The American author is very critical of technological platforms because, in reality, the famous mantra that, being an apparently free service, we are the product has been surpassed. Rushkoff goes further and affirms that we have already transgressed that point, because “in this type of platforms we are not so much the product as the workforce. We read, click, publish and retweet diligently (…) all of that is work. All this relationship that we establish with the platforms has modified our vision of the world, we have removed them from their obvious layers of responsibility until we reach the point that “we have decided that capitalism implies being affectionate and empathetic with companies, and rigorous and Darwinian with individuals”, something that became evident in a very obvious and alarming way with the COVID pandemic that made us more flexible with the abuses committed by large companies and with whom we ended up collaborating in their rise and expansion. Thus, the pandemic isolated us, not only physically but also emotionally and humanitarianally, since we stopped interacting with those who are outside our bubbles and that is a problem because “we usually establish relationships with other people through subtle social signals that have evolved over time.” centuries to promote emotional ties and group sharing. A pandemic that made us buy objects and food that were brought to us by delivery people exposed to viruses in their workplaces and shared transportation while we received them in the comfort of our home with our eyes closed so as not to see that the distance between them and us was not It was measured in centimeters but in bills.

And, despite the benefits that technological progress can bring us on a daily basis, it is also true that, as the author states, “the best that technology can really offer us is a false illusion of isolation: regardless of What happens to others—be it a specific virus or a system-wide climate catastrophe—can make us feel protected (…) no matter how immersed we are in the online game of life, the real world, the of viruses, poverty, terrorism, climate change and other horrors, persists. “It’s just that we are less able to empathize with him.” A climate change that invades us and of which we pretend to believe that we are oblivious to its consequences while we increase its effect with the illusion that there will always be a possibility of stopping it. Because in the mentality of those who govern the system, the solution has always been to move forward, sweeping everything away, leaving corpses along the way that lie quickly forgotten buried under the rubble left by progress, because “the rhetoric of Silicon Valley (… ) always exhibits the same distinctive features as those business plans: progress, future, optimism, transformation, profit. But usually these are just euphemisms to refer to conquest, colonization, domination, extraction. And in this flight always forward, it is easy to deduce that “each of us is becoming more valuable as a set of data than as consumers of flesh and blood, or even as human beings” because “possibly the most tragic defect of the triumphalists “technological means is their absolute contempt for history.”

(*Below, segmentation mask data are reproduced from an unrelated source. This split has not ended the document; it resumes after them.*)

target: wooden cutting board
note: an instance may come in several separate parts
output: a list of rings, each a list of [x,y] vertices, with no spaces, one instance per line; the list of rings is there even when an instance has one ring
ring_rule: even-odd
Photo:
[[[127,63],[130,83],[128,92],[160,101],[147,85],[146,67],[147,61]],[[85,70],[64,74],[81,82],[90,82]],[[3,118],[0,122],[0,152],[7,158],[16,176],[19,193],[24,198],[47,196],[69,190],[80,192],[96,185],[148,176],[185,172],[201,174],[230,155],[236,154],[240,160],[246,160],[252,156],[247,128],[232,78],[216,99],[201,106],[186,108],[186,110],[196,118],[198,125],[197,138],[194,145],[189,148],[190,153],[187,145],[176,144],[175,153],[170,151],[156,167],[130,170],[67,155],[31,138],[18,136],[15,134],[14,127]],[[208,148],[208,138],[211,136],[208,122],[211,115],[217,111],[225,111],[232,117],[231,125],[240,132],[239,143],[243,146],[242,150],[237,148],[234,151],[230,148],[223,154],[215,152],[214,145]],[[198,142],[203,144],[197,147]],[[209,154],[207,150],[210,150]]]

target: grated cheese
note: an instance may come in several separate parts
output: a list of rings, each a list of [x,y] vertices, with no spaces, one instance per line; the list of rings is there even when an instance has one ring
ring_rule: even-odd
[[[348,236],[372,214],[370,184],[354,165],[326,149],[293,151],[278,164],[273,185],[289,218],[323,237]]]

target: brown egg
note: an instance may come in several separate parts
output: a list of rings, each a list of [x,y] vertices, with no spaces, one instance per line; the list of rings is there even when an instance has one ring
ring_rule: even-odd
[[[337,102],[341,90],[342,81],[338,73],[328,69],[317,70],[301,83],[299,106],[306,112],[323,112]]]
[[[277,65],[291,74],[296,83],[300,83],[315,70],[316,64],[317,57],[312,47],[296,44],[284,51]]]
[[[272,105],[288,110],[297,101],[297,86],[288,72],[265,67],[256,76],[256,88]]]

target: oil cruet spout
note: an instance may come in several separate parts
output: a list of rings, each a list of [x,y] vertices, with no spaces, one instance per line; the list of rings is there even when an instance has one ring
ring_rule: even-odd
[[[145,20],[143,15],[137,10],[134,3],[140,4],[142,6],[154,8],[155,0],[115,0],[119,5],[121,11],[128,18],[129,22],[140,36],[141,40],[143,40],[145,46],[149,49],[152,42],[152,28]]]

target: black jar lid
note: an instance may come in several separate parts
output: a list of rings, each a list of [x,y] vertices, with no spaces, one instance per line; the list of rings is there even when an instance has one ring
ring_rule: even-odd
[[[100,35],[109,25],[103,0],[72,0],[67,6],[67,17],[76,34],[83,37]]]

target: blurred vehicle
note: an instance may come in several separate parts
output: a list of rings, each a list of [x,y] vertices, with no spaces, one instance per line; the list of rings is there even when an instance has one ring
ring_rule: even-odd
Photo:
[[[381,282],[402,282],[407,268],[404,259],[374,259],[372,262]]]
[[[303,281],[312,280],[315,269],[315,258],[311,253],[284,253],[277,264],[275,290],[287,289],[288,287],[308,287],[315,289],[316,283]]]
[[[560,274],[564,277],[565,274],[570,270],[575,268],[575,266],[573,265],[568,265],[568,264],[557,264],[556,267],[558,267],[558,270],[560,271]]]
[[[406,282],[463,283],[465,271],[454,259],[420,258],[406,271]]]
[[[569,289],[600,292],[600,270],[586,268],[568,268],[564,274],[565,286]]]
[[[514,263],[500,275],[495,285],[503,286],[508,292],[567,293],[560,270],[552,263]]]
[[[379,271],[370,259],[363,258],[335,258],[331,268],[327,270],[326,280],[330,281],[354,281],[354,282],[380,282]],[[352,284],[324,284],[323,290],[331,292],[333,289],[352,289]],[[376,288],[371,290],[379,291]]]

Rushkoff states that “the most aggressive conquerors and capitalists in the world (…) move quickly when breaking things so that, when they fall, the rubble they leave behind does not reach them” although unfortunately the rubble does not disappear, we just stop seeing it at once. fix our gaze towards a stellar horizon full of progress and new technologies that, once again, they believe can save us because “like a small child who wants to hide and believes that by covering his eyes with his hands he can prevent those who try to see him.” depending on digital technology to mediate with the world of media is going to be in for a good surprise” and goes into depth by quoting John Culkin (one of the fathers of media theory) stating that “we become what we contemplate. We shape our tools and then our tools shape us. We have reached this point, we have become the product of its products, now the question is to discover if we will be able to overcome a world that, always taking us forward, directs us directly to an abyss from which there is no technological exit but a humanistic one because , after all, “since when are humans here to serve the economy?”